Microsoft products also vulnerable to Mozilla flaw
- 13 July, 2004 08:18
Popular Microsoft products may be vulnerable to a security vulnerability that is similar to one patched for the Mozilla Web browsers last week.
Microsoft's MSN Messenger and Word word processing application both support a feature that could give remote users access to functions that could be used launch applications on Windows computers, according to an alert from Secunia, which tracks software vulnerabilities.
A Microsoft spokeswoman said the company is investigating the reports, but is not aware of any attacks using the vulnerabilities.

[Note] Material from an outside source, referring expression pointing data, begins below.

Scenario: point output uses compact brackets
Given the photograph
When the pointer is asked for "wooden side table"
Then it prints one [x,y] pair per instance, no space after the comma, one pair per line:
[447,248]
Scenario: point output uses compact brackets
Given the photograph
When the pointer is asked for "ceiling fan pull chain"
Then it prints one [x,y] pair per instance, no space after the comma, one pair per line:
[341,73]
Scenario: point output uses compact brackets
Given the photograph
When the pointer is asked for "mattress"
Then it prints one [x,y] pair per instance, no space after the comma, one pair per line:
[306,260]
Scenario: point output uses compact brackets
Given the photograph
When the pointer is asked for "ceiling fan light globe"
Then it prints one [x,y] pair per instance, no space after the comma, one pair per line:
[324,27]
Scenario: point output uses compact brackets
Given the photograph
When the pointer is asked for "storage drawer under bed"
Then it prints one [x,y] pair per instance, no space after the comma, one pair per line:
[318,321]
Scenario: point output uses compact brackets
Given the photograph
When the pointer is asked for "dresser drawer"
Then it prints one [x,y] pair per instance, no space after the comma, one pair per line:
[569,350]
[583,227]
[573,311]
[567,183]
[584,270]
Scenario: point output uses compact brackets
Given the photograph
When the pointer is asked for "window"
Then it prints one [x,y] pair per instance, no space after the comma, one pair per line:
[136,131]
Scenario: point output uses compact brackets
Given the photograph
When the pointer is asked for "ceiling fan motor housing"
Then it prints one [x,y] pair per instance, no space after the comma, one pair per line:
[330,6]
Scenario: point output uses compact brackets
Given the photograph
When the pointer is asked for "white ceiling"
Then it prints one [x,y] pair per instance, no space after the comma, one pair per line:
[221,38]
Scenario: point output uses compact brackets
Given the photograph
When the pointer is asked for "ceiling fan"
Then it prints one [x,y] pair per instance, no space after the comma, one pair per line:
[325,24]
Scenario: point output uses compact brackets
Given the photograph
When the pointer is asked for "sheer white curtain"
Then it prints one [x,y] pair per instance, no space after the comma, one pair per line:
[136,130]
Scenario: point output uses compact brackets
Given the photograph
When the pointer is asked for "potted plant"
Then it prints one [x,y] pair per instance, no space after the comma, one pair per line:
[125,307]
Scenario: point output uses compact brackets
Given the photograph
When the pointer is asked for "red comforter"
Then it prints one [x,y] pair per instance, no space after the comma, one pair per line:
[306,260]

The applications both fail to restrict access to the "shell:" URI (Universal Resource Identifier), a feature that allows Windows users or software applications to launch programs associated with specific file extensions such as doc (associated with Word) or txt (associated with Notepad, the Windows text editing program), said Secunia.
Malicious hackers could launch programs associated with specific extensions using links embedded in Word documents or instant messages sent using MSN. However, the vulnerability does not allow attackers to pass instructions to the programs, which would allow more sophisticated attacks, Secunia said.
On Thursday, the Mozilla Foundation issued patches for a similar flaw in Windows versions of its Web browsers, Firefox and Thunderbird, and the Mozilla Application Suite.
News of the Mozilla flaws came amid increasing interest in alternative Web browsers after news broke about a number of serious security vulnerabilities in Microsoft's Internet Explorer Web browser that were being used in stealthy Web-based attacks.
According to data compiled by WebSideStory Inc., a San Diego Web measurement company, Internet Explorer's share of the browser market dropped by 1 percent in the last month, the first noticeable decline since the company began tracking the browser market in late 1999.
On July 2, Microsoft released a software update that disables a Windows component called ADODB.Stream, which was used in the Web attacks, and promised more updates for Windows and Internet Explorer to address the security issues.
If necessary, Microsoft could issue a fix for the MSN Messenger and Word flaws through its monthly software update process or an emergency patch, the company spokeswoman said.
The Redmond, Washington, software company expressed displeasure at the release of information on the product vulnerabilities, which were first publicized in the Full-Disclosure discussion list, a public online forum for those interested in computer software vulnerabilities.
"We continue to encourage responsible disclosure of vulnerabilities. We believe the commonly accepted practice of reporting vulnerabilities directly to a vendor serves everyone's best interests, by helping to ensure that customers receive comprehensive, high-quality patches for security vulnerabilities with no exposure to malicious attackers while the update is being developed," the company said in an e-mail statement.